Thanks for the feedback. @imrehg So let me share my experiences I was able to make so far - using Raspberry with Raspbian:
I have a device that’s currently running for more than a year on the same SD-Card. This device is constantly logging sensor data and stores a new data-frame every 5 minutes. I have disabled logging, swap, and moved temporary file systems onto a ram-disk.
There is a very good question on Raspberry StackExchange about this which has very detailed and good answers.
Using industrial SD-Cards
I have made some tests with using industrial-grade SD-Cards which all use SLC-Flash cells. SLC stands for single layer cell. Consumer grade (which also includes the SanDisk Extreme Pro Card mentioned above) mainly uses MLC - which stands for Multi Layer Cells.
In theory SLC Cards have much longer lifetime than MLC Cards. But SLC Cards are up to 10x more expensive. So a 16GB Card might cost up to 200$.
So the trick is to shrink the image to a smaller size here. But even if you use a 4GB or 2GB sized SLC card you will likely end up using almost 100% of the cards space.
If that SLC Card now has a defected cell its damage-repairing-controller won’t be able to use free cells and map that defective one to a freshly new one.

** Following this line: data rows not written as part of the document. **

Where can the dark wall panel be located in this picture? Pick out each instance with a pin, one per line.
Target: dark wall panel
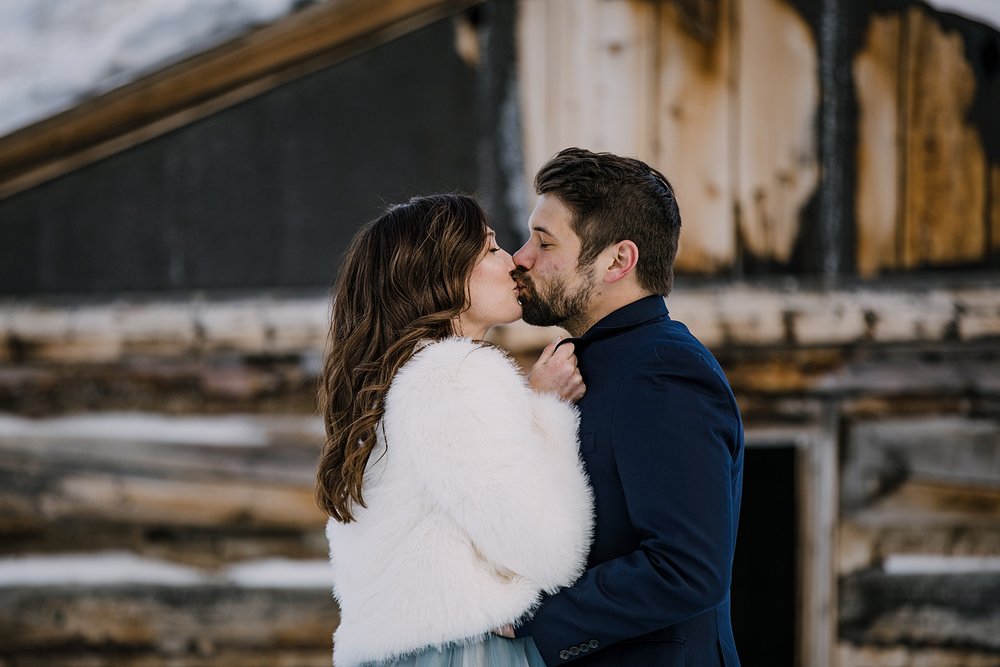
(264, 194)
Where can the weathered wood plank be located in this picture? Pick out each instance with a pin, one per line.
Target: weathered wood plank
(865, 545)
(695, 142)
(921, 610)
(777, 103)
(850, 655)
(876, 80)
(944, 216)
(933, 469)
(623, 103)
(122, 480)
(735, 314)
(175, 622)
(995, 210)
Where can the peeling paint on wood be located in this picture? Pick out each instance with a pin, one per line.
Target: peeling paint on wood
(876, 77)
(995, 210)
(945, 171)
(778, 100)
(695, 145)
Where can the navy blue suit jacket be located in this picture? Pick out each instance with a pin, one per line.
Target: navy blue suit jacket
(662, 440)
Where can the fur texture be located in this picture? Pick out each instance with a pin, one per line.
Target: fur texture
(477, 503)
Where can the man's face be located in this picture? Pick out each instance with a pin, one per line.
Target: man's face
(554, 289)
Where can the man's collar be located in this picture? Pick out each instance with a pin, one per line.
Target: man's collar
(645, 309)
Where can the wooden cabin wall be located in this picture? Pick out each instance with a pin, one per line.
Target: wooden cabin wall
(870, 154)
(267, 193)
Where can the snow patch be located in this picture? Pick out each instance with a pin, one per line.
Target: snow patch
(94, 570)
(281, 573)
(54, 54)
(233, 431)
(123, 568)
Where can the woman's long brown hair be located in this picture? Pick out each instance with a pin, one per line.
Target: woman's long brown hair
(404, 279)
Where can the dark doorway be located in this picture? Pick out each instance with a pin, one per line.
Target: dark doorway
(765, 571)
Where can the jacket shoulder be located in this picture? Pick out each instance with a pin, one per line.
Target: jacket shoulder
(441, 363)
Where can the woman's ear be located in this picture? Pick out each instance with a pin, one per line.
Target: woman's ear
(622, 261)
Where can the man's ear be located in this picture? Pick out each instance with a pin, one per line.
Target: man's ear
(623, 257)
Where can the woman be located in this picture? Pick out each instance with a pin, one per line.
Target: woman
(453, 485)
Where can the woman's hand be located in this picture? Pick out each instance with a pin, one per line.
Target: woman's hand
(555, 372)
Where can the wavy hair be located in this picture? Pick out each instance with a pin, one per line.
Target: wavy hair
(404, 278)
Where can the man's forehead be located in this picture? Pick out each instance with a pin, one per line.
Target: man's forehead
(549, 217)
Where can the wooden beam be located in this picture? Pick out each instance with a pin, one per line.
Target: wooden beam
(242, 68)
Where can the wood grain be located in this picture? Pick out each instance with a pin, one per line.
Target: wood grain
(246, 66)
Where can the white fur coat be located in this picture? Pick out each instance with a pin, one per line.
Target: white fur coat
(477, 502)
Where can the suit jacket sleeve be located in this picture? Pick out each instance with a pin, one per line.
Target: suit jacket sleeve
(675, 431)
(502, 461)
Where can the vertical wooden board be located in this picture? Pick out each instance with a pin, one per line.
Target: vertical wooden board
(995, 210)
(694, 145)
(571, 73)
(587, 74)
(625, 60)
(944, 196)
(532, 70)
(876, 82)
(777, 103)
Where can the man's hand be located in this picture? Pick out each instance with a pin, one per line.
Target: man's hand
(555, 372)
(505, 631)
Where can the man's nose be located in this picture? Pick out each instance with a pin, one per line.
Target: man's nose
(523, 257)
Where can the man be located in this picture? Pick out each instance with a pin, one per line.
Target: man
(660, 432)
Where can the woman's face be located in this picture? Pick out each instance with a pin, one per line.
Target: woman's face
(492, 292)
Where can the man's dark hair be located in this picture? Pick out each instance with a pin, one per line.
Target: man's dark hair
(615, 199)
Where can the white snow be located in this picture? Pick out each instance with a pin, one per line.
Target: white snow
(983, 11)
(118, 568)
(935, 564)
(229, 430)
(280, 573)
(93, 570)
(55, 53)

MLC Cards with high capacity - like that 16GB Card from above - can remap defective cells quite often. Especially when the image on the card is just using a maximum of just 50% of the capacity.
So SLC has more write(/read) cycles but is also more expensive - especially when you are looking for higher capacity.
MLC has less write(/read) cycles but is less expensive so you can easily add up free capacity which can be used by the flash-controller to map defective cells to fresh new ones.
If you compare a low capacity SLC with a large capacity MLC you probably get the same lifetime results.
By the way we are using that SanDisk Extreme Pro in our projects!